Sports Injury Prediction and Prevention for Professional Athletes

Published:

Duration: 2022 – 2023

Overview

Staying injury-free is critical for athletic success, yet injuries remain notoriously difficult to predict. This project leverages machine learning to forecast injuries in competitive middle- and long-distance runners, using one of the largest and most detailed training-log datasets in the running injury literature — spanning 7 years of data from 74 high-level athletes with nearly 600 injury events.

Motivation

Traditional statistical methods (e.g., logistic regression) have shown limited success in predicting sports injuries, largely because they cannot capture the complex, nonlinear interactions among training-load variables. Meanwhile, prior machine learning studies were constrained by small datasets and coarse feature representations. This project addresses both issues by:

  • Collecting a rich, multi-year longitudinal dataset with both objective (GPS watch) and subjective (perceived exertion, recovery, training success) features.
  • Modeling training load at two temporal granularities — daily and weekly — to capture both acute and chronic load patterns.

Dataset

PropertyDetail
Athletes74 competitive runners (27 women, 47 men)
Period2012–2019 (7 years)
Distances800 m to marathon
Healthy events~42,000
Injury events~580 (~1.4% of total)
Data sourcesGPS watch (distance, duration, heart rate zones), subjective ratings (exertion, recovery, training success), strength & cross-training logs

Methodology

Two Approaches to Feature Construction

We designed two complementary modeling strategies to capture training load at different time scales:

  • Day Approach (micro-level): Each of the 7 days before the event is described by 10 features (distance by heart rate zone, sprinting distance, strength sessions, cross-training hours, and three subjective ratings), yielding a 70-dimensional feature vector that preserves the temporal sequence of daily training.
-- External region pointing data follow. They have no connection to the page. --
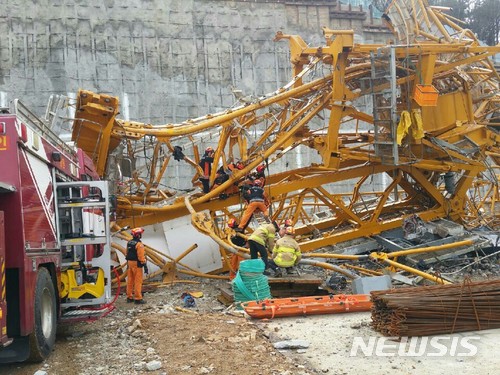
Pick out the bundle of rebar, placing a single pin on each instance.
(439, 309)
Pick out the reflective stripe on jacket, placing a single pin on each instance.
(286, 253)
(264, 234)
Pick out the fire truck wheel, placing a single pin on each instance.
(43, 337)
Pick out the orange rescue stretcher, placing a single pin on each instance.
(314, 305)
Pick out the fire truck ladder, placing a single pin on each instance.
(83, 212)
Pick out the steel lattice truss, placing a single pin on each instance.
(460, 136)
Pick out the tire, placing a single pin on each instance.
(43, 337)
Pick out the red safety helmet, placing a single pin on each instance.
(137, 231)
(232, 223)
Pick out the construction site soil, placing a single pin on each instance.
(164, 337)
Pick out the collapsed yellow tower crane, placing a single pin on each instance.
(432, 132)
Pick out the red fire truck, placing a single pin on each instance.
(55, 263)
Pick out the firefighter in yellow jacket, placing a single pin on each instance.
(286, 252)
(262, 240)
(136, 261)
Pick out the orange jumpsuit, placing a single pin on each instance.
(134, 274)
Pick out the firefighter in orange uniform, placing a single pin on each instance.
(136, 261)
(257, 201)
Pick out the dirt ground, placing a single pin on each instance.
(205, 339)
(164, 337)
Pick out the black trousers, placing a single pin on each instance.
(256, 249)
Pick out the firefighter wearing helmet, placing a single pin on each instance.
(257, 201)
(136, 261)
(286, 253)
(206, 165)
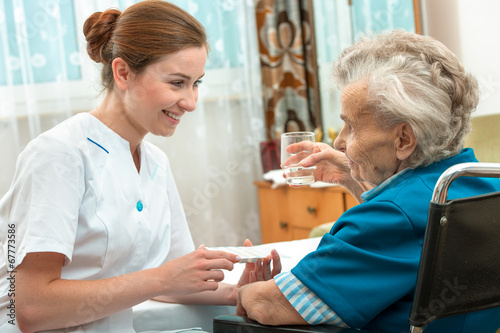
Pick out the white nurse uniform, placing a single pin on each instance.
(76, 191)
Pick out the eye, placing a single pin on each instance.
(177, 84)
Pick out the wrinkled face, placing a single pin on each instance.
(159, 96)
(370, 149)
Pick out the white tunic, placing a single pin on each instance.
(77, 191)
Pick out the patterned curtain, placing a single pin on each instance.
(288, 66)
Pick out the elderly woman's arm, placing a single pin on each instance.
(332, 167)
(264, 302)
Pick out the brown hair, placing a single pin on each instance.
(140, 35)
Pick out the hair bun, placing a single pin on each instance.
(98, 29)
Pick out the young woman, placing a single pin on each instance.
(94, 210)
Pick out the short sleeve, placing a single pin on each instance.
(43, 202)
(181, 240)
(368, 262)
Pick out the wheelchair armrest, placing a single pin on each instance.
(233, 323)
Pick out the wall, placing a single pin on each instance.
(470, 29)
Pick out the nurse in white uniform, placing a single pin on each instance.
(93, 223)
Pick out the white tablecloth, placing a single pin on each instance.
(153, 315)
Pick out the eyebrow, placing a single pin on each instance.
(187, 77)
(344, 117)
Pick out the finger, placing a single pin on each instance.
(240, 310)
(212, 254)
(266, 270)
(219, 264)
(276, 262)
(299, 146)
(214, 275)
(252, 277)
(258, 270)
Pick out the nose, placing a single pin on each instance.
(339, 143)
(188, 99)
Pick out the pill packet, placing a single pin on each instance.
(247, 253)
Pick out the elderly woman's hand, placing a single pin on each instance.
(331, 166)
(260, 270)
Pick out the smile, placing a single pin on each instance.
(171, 115)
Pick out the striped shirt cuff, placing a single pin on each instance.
(307, 304)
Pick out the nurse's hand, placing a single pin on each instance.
(198, 271)
(260, 270)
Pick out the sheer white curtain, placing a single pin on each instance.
(46, 77)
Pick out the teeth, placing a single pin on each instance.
(171, 115)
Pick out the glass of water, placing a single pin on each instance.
(295, 146)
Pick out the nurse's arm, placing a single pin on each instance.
(264, 302)
(45, 301)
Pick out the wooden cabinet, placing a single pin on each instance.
(288, 213)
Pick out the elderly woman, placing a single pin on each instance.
(406, 103)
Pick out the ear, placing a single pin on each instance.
(121, 73)
(405, 141)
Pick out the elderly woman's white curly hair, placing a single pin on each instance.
(416, 80)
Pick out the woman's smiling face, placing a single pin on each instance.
(158, 97)
(370, 148)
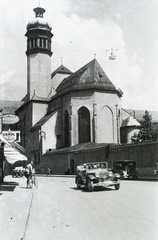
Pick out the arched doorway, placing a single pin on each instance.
(84, 125)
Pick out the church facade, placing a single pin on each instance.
(62, 108)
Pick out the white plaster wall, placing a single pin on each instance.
(57, 79)
(39, 110)
(39, 74)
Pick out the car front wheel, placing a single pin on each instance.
(77, 182)
(90, 185)
(117, 186)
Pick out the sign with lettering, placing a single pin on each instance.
(11, 136)
(10, 119)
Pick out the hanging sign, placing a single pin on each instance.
(10, 119)
(11, 136)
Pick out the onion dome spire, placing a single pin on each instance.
(38, 34)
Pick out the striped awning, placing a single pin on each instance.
(11, 152)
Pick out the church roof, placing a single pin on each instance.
(90, 76)
(62, 69)
(138, 114)
(43, 120)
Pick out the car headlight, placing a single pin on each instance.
(97, 175)
(110, 174)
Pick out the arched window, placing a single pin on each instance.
(84, 125)
(66, 129)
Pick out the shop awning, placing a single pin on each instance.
(12, 151)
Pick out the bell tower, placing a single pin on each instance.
(38, 56)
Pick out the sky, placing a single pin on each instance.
(84, 29)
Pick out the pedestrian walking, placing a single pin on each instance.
(48, 171)
(28, 173)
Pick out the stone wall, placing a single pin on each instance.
(64, 161)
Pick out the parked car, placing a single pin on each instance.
(18, 172)
(126, 168)
(97, 174)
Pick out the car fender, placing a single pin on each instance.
(91, 177)
(116, 176)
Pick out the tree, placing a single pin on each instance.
(147, 130)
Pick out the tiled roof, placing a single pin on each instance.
(90, 76)
(138, 114)
(62, 69)
(43, 120)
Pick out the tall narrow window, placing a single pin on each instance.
(66, 129)
(84, 125)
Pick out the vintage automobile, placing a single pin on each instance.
(18, 172)
(97, 174)
(126, 168)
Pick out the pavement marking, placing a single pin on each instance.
(28, 216)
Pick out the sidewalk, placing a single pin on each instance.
(15, 202)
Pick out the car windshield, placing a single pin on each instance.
(96, 165)
(122, 165)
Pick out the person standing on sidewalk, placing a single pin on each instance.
(156, 168)
(28, 173)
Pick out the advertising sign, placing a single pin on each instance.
(10, 119)
(11, 136)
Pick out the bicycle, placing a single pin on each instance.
(33, 181)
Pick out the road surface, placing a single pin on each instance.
(57, 210)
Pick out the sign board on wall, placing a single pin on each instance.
(10, 118)
(11, 136)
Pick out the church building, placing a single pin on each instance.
(63, 109)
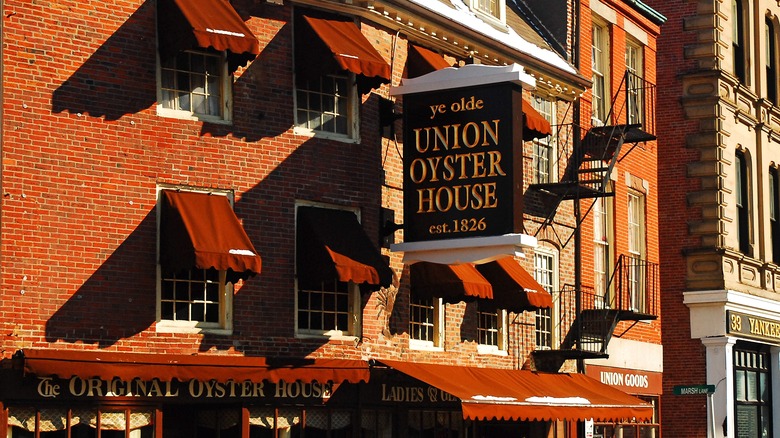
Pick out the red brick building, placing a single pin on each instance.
(201, 213)
(615, 196)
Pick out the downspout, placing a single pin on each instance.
(577, 214)
(2, 100)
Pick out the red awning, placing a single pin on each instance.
(199, 230)
(349, 48)
(534, 124)
(452, 283)
(421, 61)
(189, 24)
(502, 394)
(166, 367)
(514, 288)
(331, 244)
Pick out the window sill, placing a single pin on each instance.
(415, 344)
(325, 135)
(334, 337)
(167, 328)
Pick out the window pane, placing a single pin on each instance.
(739, 385)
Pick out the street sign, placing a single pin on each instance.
(694, 389)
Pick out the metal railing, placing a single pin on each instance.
(631, 294)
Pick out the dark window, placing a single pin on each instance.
(738, 41)
(743, 205)
(774, 204)
(771, 62)
(752, 393)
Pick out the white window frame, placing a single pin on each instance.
(225, 325)
(225, 84)
(500, 329)
(600, 71)
(546, 274)
(354, 303)
(548, 109)
(352, 112)
(635, 64)
(772, 55)
(482, 9)
(437, 343)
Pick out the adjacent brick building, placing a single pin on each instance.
(718, 87)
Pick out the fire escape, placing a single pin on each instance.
(585, 320)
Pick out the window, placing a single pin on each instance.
(81, 421)
(544, 154)
(600, 65)
(742, 194)
(545, 273)
(192, 298)
(602, 247)
(493, 9)
(636, 250)
(774, 220)
(634, 83)
(739, 40)
(324, 104)
(195, 84)
(329, 307)
(771, 61)
(491, 323)
(426, 318)
(752, 393)
(326, 95)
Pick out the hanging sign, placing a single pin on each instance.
(463, 163)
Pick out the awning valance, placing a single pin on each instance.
(199, 230)
(166, 367)
(345, 45)
(514, 288)
(331, 244)
(190, 24)
(452, 283)
(534, 124)
(502, 394)
(421, 61)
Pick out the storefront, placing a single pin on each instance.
(81, 394)
(743, 371)
(644, 385)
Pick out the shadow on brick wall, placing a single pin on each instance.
(119, 78)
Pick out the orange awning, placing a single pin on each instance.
(199, 230)
(514, 288)
(349, 48)
(452, 283)
(421, 61)
(534, 124)
(189, 24)
(502, 394)
(166, 367)
(332, 245)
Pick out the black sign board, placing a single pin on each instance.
(463, 168)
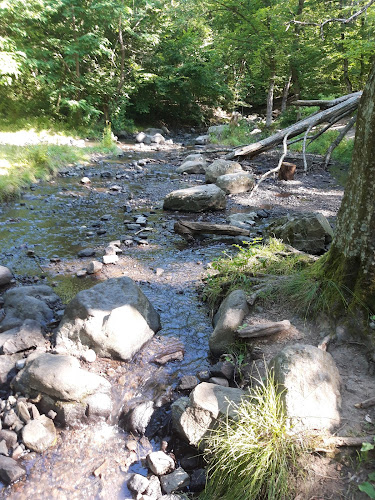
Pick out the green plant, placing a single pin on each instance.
(256, 455)
(367, 486)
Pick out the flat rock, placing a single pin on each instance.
(160, 463)
(312, 386)
(10, 471)
(239, 182)
(176, 480)
(114, 318)
(6, 275)
(221, 167)
(196, 199)
(38, 435)
(58, 376)
(228, 318)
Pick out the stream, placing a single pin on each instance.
(41, 235)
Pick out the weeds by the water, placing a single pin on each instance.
(238, 271)
(256, 456)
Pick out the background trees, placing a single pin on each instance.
(123, 60)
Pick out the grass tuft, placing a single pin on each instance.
(256, 456)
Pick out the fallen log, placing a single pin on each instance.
(188, 229)
(341, 109)
(366, 404)
(263, 329)
(322, 103)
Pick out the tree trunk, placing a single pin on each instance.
(350, 260)
(271, 88)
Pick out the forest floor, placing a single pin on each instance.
(170, 270)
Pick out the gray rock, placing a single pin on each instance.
(195, 416)
(139, 417)
(10, 471)
(188, 382)
(160, 463)
(312, 386)
(196, 199)
(6, 276)
(308, 233)
(94, 267)
(28, 302)
(153, 490)
(114, 318)
(38, 435)
(228, 318)
(235, 183)
(193, 164)
(86, 252)
(202, 140)
(58, 376)
(138, 483)
(28, 335)
(176, 480)
(221, 167)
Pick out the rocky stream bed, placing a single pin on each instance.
(105, 220)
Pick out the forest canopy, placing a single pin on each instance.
(93, 60)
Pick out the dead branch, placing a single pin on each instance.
(349, 105)
(338, 139)
(366, 404)
(274, 170)
(188, 229)
(263, 329)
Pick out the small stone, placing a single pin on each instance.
(188, 382)
(138, 483)
(177, 480)
(219, 381)
(89, 356)
(6, 276)
(110, 259)
(160, 463)
(94, 267)
(38, 435)
(10, 471)
(86, 252)
(52, 415)
(3, 448)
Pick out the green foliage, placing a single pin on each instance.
(256, 455)
(236, 271)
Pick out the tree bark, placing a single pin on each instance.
(351, 258)
(341, 109)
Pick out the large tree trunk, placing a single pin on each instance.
(351, 259)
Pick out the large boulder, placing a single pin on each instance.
(196, 199)
(28, 302)
(193, 164)
(226, 321)
(61, 385)
(6, 276)
(114, 318)
(310, 382)
(239, 182)
(309, 233)
(221, 167)
(195, 416)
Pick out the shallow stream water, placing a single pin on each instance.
(56, 220)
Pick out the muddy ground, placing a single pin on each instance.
(63, 216)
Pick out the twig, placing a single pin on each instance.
(274, 170)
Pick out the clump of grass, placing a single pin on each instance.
(256, 456)
(237, 271)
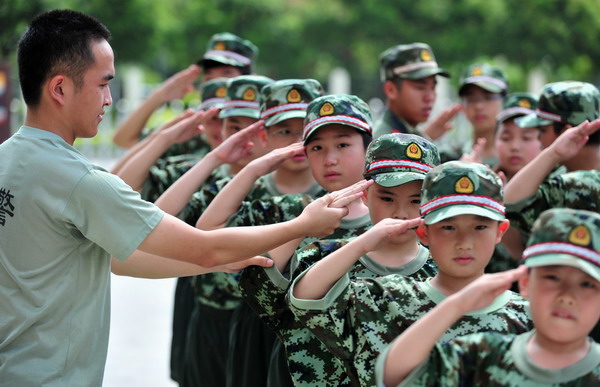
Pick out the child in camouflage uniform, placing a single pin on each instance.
(562, 283)
(461, 204)
(337, 130)
(283, 108)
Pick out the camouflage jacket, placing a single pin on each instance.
(265, 289)
(221, 290)
(577, 190)
(358, 318)
(489, 359)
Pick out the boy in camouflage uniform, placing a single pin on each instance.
(463, 219)
(283, 108)
(562, 282)
(408, 73)
(532, 191)
(337, 130)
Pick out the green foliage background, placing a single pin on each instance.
(305, 38)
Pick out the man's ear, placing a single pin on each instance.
(57, 87)
(421, 232)
(523, 284)
(390, 89)
(502, 228)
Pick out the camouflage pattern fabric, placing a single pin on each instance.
(264, 289)
(577, 190)
(488, 359)
(358, 318)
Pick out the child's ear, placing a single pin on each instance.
(523, 284)
(421, 232)
(502, 228)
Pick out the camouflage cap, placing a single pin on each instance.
(567, 102)
(343, 109)
(230, 49)
(460, 188)
(213, 93)
(288, 98)
(516, 105)
(242, 96)
(563, 236)
(409, 61)
(395, 159)
(489, 78)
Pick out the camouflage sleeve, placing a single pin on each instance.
(477, 359)
(578, 190)
(274, 210)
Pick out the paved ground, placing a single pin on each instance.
(140, 336)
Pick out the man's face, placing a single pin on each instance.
(336, 154)
(85, 106)
(516, 146)
(481, 108)
(400, 202)
(285, 133)
(564, 303)
(462, 245)
(413, 100)
(220, 72)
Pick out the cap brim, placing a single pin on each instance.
(221, 59)
(394, 179)
(424, 73)
(487, 86)
(277, 118)
(531, 121)
(564, 260)
(239, 112)
(461, 209)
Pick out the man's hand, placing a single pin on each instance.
(441, 124)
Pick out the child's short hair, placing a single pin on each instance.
(568, 237)
(395, 159)
(461, 188)
(340, 109)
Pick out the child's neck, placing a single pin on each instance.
(291, 182)
(356, 209)
(550, 354)
(448, 285)
(394, 255)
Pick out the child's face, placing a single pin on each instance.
(232, 125)
(564, 302)
(401, 202)
(481, 108)
(336, 154)
(285, 133)
(463, 245)
(516, 146)
(414, 100)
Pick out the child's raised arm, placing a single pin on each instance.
(413, 347)
(227, 202)
(320, 278)
(526, 182)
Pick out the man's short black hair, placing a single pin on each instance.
(57, 41)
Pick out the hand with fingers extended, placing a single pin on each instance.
(570, 142)
(382, 232)
(272, 160)
(484, 290)
(442, 124)
(239, 145)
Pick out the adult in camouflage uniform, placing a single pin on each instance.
(408, 73)
(338, 126)
(561, 280)
(533, 190)
(283, 108)
(461, 204)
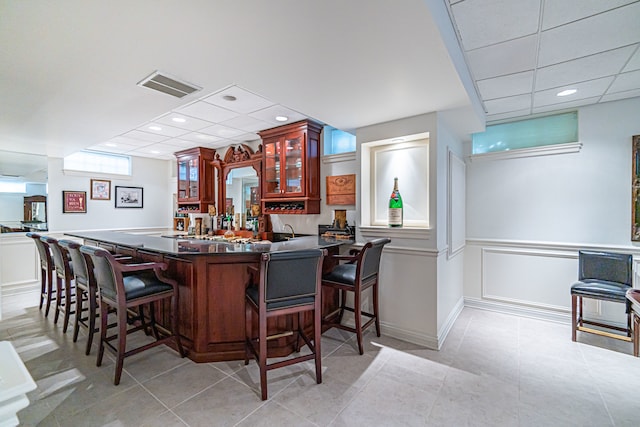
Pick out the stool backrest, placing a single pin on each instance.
(102, 270)
(80, 269)
(60, 258)
(369, 263)
(291, 274)
(607, 266)
(43, 250)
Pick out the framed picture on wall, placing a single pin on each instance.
(100, 189)
(128, 197)
(74, 202)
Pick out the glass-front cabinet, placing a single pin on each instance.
(196, 180)
(291, 168)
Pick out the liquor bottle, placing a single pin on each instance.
(395, 206)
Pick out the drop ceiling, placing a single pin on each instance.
(522, 53)
(70, 70)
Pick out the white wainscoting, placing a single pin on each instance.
(533, 279)
(19, 272)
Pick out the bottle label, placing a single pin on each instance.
(395, 216)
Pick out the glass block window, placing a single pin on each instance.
(337, 141)
(541, 131)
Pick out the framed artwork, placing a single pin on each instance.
(128, 197)
(100, 189)
(74, 202)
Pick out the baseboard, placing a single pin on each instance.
(424, 340)
(517, 310)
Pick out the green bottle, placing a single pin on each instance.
(395, 206)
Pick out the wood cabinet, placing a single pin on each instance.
(196, 180)
(291, 169)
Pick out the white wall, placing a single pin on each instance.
(154, 176)
(528, 217)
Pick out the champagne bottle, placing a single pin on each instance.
(395, 206)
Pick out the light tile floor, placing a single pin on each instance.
(493, 370)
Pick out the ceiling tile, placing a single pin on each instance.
(625, 82)
(558, 12)
(109, 147)
(189, 123)
(160, 129)
(123, 140)
(246, 137)
(510, 57)
(200, 137)
(222, 131)
(621, 95)
(591, 35)
(154, 150)
(508, 115)
(205, 111)
(634, 62)
(145, 136)
(269, 115)
(500, 87)
(486, 22)
(246, 102)
(585, 90)
(565, 105)
(247, 124)
(583, 69)
(503, 105)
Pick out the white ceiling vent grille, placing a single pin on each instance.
(169, 85)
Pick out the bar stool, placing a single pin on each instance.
(65, 281)
(128, 286)
(86, 291)
(358, 274)
(46, 272)
(289, 284)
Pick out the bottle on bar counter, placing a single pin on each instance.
(395, 206)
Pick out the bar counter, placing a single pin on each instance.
(212, 277)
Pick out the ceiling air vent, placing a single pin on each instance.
(169, 85)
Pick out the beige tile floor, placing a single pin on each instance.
(494, 370)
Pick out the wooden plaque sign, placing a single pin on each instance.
(341, 190)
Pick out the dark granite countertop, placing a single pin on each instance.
(190, 245)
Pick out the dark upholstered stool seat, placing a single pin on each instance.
(343, 273)
(125, 287)
(603, 276)
(600, 289)
(253, 294)
(289, 285)
(357, 273)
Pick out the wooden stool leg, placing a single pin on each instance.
(104, 313)
(317, 337)
(76, 321)
(358, 319)
(122, 343)
(375, 307)
(636, 334)
(262, 357)
(574, 319)
(58, 299)
(92, 320)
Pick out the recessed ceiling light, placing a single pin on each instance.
(567, 92)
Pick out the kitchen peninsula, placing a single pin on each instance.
(212, 277)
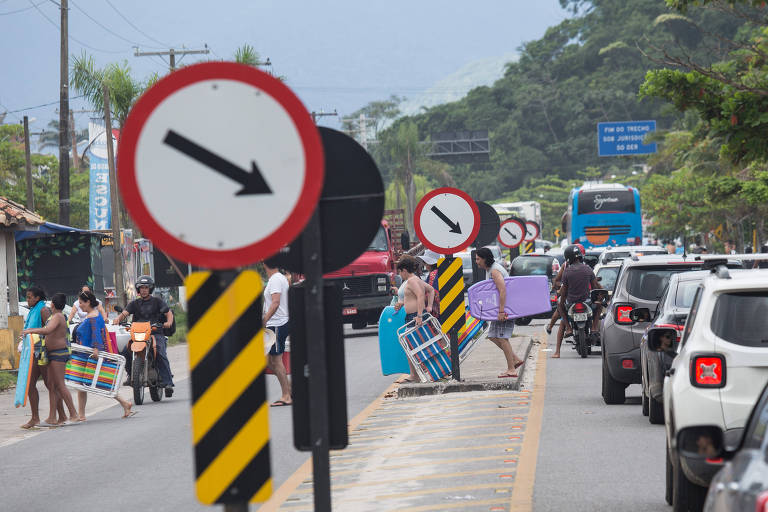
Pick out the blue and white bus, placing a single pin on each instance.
(601, 214)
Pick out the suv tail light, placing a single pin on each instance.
(707, 370)
(676, 327)
(622, 314)
(761, 504)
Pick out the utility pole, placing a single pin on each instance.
(116, 242)
(172, 53)
(315, 115)
(30, 195)
(63, 117)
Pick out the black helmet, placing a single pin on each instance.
(572, 253)
(145, 281)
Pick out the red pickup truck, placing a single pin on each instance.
(366, 282)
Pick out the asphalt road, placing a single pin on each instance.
(592, 456)
(145, 462)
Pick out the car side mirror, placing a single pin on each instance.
(661, 339)
(598, 295)
(640, 315)
(702, 442)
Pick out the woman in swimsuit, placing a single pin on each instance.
(92, 332)
(55, 332)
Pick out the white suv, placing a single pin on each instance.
(720, 367)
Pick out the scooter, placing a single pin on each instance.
(580, 315)
(144, 371)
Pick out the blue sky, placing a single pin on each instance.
(336, 54)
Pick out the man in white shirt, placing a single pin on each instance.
(275, 318)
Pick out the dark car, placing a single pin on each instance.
(640, 284)
(742, 483)
(671, 312)
(535, 265)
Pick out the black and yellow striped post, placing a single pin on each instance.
(230, 414)
(450, 281)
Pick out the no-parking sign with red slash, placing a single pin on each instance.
(511, 233)
(220, 165)
(446, 220)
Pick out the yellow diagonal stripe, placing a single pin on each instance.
(454, 267)
(446, 300)
(457, 316)
(234, 458)
(228, 387)
(194, 281)
(243, 291)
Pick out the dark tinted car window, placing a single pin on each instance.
(742, 318)
(685, 293)
(691, 315)
(531, 266)
(648, 283)
(608, 275)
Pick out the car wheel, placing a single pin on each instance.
(655, 411)
(613, 390)
(669, 483)
(645, 403)
(686, 496)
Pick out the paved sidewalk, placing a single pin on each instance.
(479, 372)
(11, 418)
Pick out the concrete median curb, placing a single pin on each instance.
(486, 382)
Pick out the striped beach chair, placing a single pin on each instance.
(470, 333)
(428, 349)
(101, 376)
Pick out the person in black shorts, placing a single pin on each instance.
(148, 308)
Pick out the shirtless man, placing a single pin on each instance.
(414, 298)
(55, 332)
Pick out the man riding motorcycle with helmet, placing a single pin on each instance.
(148, 308)
(577, 281)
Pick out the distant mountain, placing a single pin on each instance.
(456, 85)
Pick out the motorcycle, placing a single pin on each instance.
(580, 315)
(144, 371)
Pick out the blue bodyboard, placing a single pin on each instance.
(393, 359)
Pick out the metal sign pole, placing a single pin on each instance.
(318, 388)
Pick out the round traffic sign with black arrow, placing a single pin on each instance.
(446, 220)
(351, 205)
(489, 225)
(511, 233)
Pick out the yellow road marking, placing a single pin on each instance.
(301, 474)
(522, 494)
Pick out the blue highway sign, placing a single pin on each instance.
(624, 138)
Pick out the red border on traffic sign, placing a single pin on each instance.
(294, 222)
(522, 229)
(420, 207)
(538, 230)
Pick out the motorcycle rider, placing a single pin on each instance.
(148, 308)
(578, 280)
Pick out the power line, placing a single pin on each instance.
(21, 10)
(84, 45)
(103, 26)
(162, 44)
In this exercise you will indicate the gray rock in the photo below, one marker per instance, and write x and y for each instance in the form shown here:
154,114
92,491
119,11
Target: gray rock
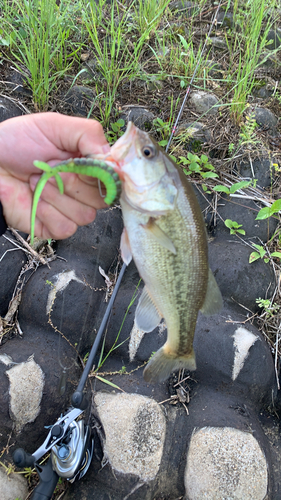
26,388
265,118
237,279
133,444
9,109
12,486
225,463
139,115
274,39
204,102
197,131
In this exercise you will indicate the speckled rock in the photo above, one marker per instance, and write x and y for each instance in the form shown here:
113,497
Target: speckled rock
225,463
133,444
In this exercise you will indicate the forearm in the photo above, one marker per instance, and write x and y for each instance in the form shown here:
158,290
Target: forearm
3,225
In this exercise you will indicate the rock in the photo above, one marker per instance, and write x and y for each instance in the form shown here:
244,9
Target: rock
13,486
217,43
139,115
25,391
263,92
274,39
225,19
197,132
244,212
8,109
237,279
12,261
98,242
214,69
265,118
78,101
225,463
262,168
133,444
18,84
204,102
189,8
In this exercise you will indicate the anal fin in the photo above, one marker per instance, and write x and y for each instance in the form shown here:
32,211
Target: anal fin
147,316
126,252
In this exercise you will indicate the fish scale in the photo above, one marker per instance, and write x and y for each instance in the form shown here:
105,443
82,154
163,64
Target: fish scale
164,232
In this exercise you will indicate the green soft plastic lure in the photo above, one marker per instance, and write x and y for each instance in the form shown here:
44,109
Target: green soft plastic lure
84,166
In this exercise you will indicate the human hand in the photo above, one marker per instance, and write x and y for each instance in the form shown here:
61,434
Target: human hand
49,137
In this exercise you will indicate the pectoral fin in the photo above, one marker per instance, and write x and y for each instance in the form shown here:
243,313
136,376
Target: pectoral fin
154,230
213,301
147,316
126,252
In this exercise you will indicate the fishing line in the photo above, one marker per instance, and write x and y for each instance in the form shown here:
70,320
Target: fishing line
192,79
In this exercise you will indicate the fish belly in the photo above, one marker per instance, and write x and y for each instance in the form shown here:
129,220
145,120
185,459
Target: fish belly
177,282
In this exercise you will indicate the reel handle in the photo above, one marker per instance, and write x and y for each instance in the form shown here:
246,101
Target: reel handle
48,481
22,459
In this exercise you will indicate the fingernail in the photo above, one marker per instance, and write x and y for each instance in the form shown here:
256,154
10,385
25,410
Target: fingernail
33,181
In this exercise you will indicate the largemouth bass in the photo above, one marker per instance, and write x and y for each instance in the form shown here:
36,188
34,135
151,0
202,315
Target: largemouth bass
164,232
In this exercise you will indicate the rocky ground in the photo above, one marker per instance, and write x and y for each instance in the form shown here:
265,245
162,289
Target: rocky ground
212,434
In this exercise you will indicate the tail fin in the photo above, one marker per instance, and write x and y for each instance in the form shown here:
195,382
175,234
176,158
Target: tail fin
161,365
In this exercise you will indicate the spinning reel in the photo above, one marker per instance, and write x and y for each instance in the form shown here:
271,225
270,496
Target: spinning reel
69,440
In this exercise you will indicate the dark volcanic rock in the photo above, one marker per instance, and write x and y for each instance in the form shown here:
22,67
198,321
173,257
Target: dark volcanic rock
237,279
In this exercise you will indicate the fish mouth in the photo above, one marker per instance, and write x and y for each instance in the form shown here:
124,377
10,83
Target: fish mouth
120,150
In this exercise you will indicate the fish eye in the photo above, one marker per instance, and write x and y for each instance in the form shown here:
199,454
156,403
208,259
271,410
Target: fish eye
148,151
  • Week Approach (macro-level): The 3 weeks before the event are each summarized by 22 aggregated features (totals, maxima, session counts, etc.), plus 3 features capturing relative changes in weekly mileage, yielding a 69-dimensional feature vector.

Machine Learning Pipeline

  • Algorithm: XGBoost (Extreme Gradient Boosting) with Platt scaling calibration
  • Class imbalance handling: Bagging with 9 balanced sub-models (2048 injury + 2048 healthy samples each)
  • Normalization: Per-athlete z-score normalization based on healthy events
  • Evaluation: Temporal hold-out — trained on the first 64 athletes, tested on the 10 most recently joined

Results

ApproachSpecificitySensitivityAUC
Day0.7410.5840.724
Week0.7460.5040.678

The Day approach consistently outperforms the Week approach, indicating that fine-grained daily training patterns in the week preceding an injury carry the strongest predictive signal. Notably, at a 10% false-positive rate, the Day model can still detect approximately 30% of injuries — a practically valuable trade-off given the high cost of injuries vs. the low cost of a precautionary rest day.

Model Calibration

After Platt scaling, both models produce well-calibrated risk scores that neither overestimate nor underestimate injury probability, enabling meaningful interpretation of the output as actual risk levels.

Feature Importance

Key findings from the feature importance analysis:

  • Day approach: High-intensity distance (Z5–T1–T2) on the day before the injury is the single most important feature, followed by perceived training success and perceived recovery. This highlights the interplay between objective load and subjective well-being.
  • Week approach: Subjective features (average/minimum training success) dominate, alongside maximum single-day distance and relative weekly mileage increases.
  • Individual feature correlations with injury are weak (r < 0.07), confirming that injuries arise from complex multi-variable interactions rather than any single factor — underscoring the value of machine learning over simple correlation-based methods.

Practical Applications

The system is designed as a coach-assistance tool, providing a continuous injury risk score between 0 and 1 for each athlete before each training session. Coaches can:

  • Adjust training load when risk scores are elevated (e.g., prescribe rest or reduce intensity)
  • Tune the decision threshold based on context — a lower threshold (higher sensitivity) may be appropriate close to major competitions
  • Combine model output with their own expertise and knowledge of each athlete’s injury history

Key Takeaways

  1. Machine learning can meaningfully predict running injuries from training logs, achieving AUC scores above 0.7 — considered a strong effect in sports science.
  2. Daily-level modeling outperforms weekly aggregation, suggesting that the temporal sequence of training in the days before an injury is highly informative.
  3. Injuries are driven by complex feature interactions, not single variables — classical regression methods miss these patterns.
  4. Both objective and subjective training data matter — perceived recovery and training success are among the top predictive features.
  5. The approach is generalizable and can be adapted by other running teams or sports with comparable data collection.